In un anno caratterizzato da non molti brani epocali, riesce ad avere un peso anche il festival di Sanremo. Vincono i Ricchi e Poveri, con Se m’innamoro, precedendo Luis Miguel (Noi, ragazzi di oggi) e la rediviva Gigliola Cinquetti (Chiamalo amore). Fogli è Sulla buona strada e supera Christian alle prese con una Notte Serena e la Storia importante di Ramazzotti. Sul palco si alternano Oxa (A lei), Fiordaliso (Il mio angelo).

Ricompare Peppino di Capri con E mò e mò che non lascia traccia. Va meglio, in prospettiva, al Souvenir dei Matia Bazar ed a Marco Armani (Tu dimmi un cuore ce l’hai). Fammi volare, di Drupi, non è la canzone più note dell’interprete pavese e neppure Vorrei svegliarti di Finardi. Grande Joe permette invece di far apprezzare il Banco del Mutuo soccorso ad un pubblico più vasto mentre i News Trolls (Faccia di cane) sono già più noti. Avrà successo Buona fortuna di Mimmo Locasciulli e ancor di più Donne portata a Sanremo da Zucchero e Randy Jackson Band.

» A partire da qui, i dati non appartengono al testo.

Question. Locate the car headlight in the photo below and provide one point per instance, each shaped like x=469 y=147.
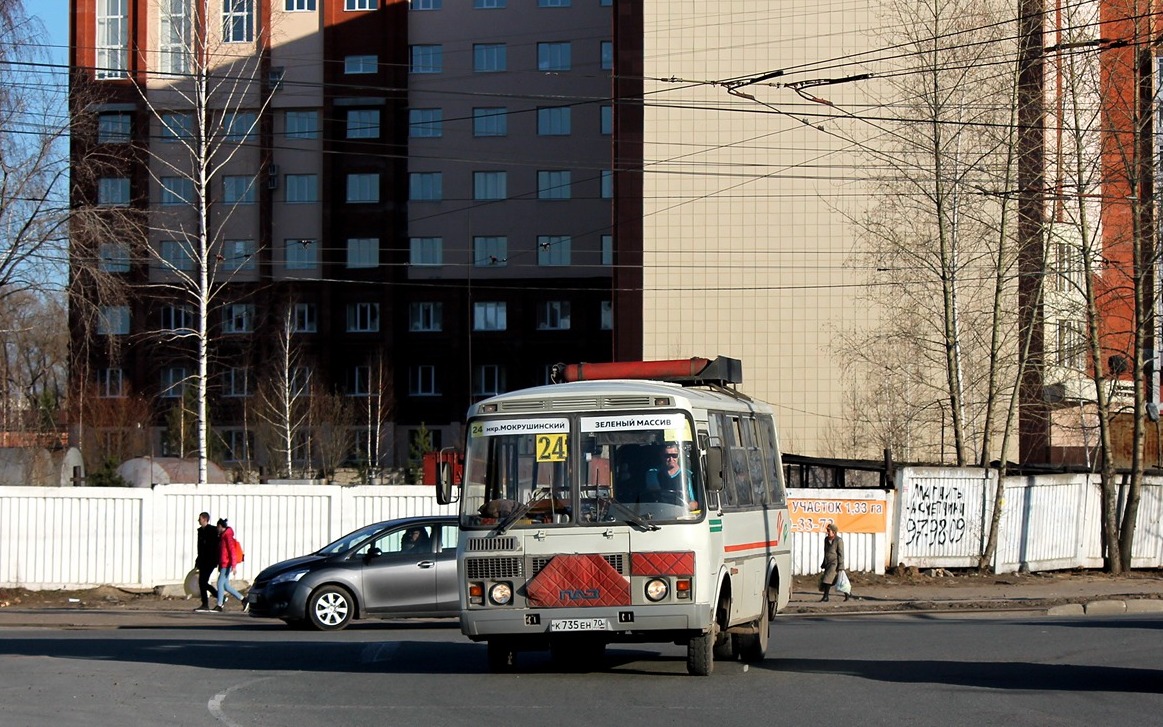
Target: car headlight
x=291 y=576
x=657 y=589
x=501 y=593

Poca fortuna avranno invece le Nuove proposte. Vince Cinzia Corrado (Niente di più) e si piazza bene Lena Biolcati con una canzone di Negrini e Facchinetti (i Pooh, in pratica) dal titolo Innamoratevi come me. Tra i pochi nomi che resteranno sulla scena, Cristiano De Andrè (Bella più di me), Antonella Ruggiero (Sul mare), Champagne Molotov (Volto della noia).

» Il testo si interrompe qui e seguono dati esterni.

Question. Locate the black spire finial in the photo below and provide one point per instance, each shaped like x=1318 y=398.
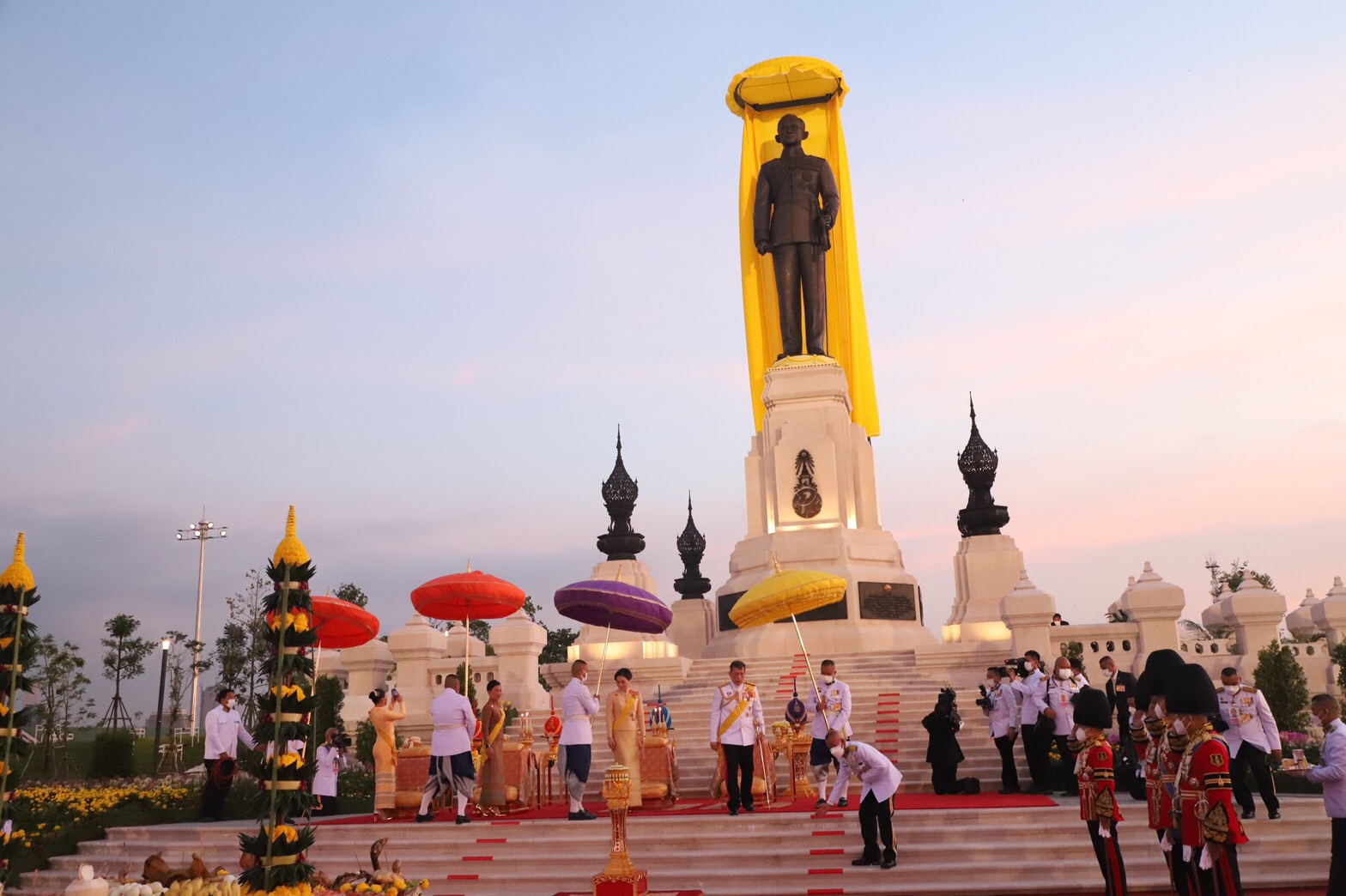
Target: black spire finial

In testa alle classifiche, però, vola un’altra coppia, quella dei finti fratelli Righeira con L’estate sta finendo. E sale nelle vendite Toto Cutugno con Mi piacerebbe (andare al mare al lunedì). Mannoia si dedica all’Aiuola, Bertè all’Acqua, Barbarossa alla Vita e Lorella Cuccarini allo zucchero (Sugar sugar). Alice passeggia sulla Prospettiva Nevskij ma per Nannini è tutto un Bla bla.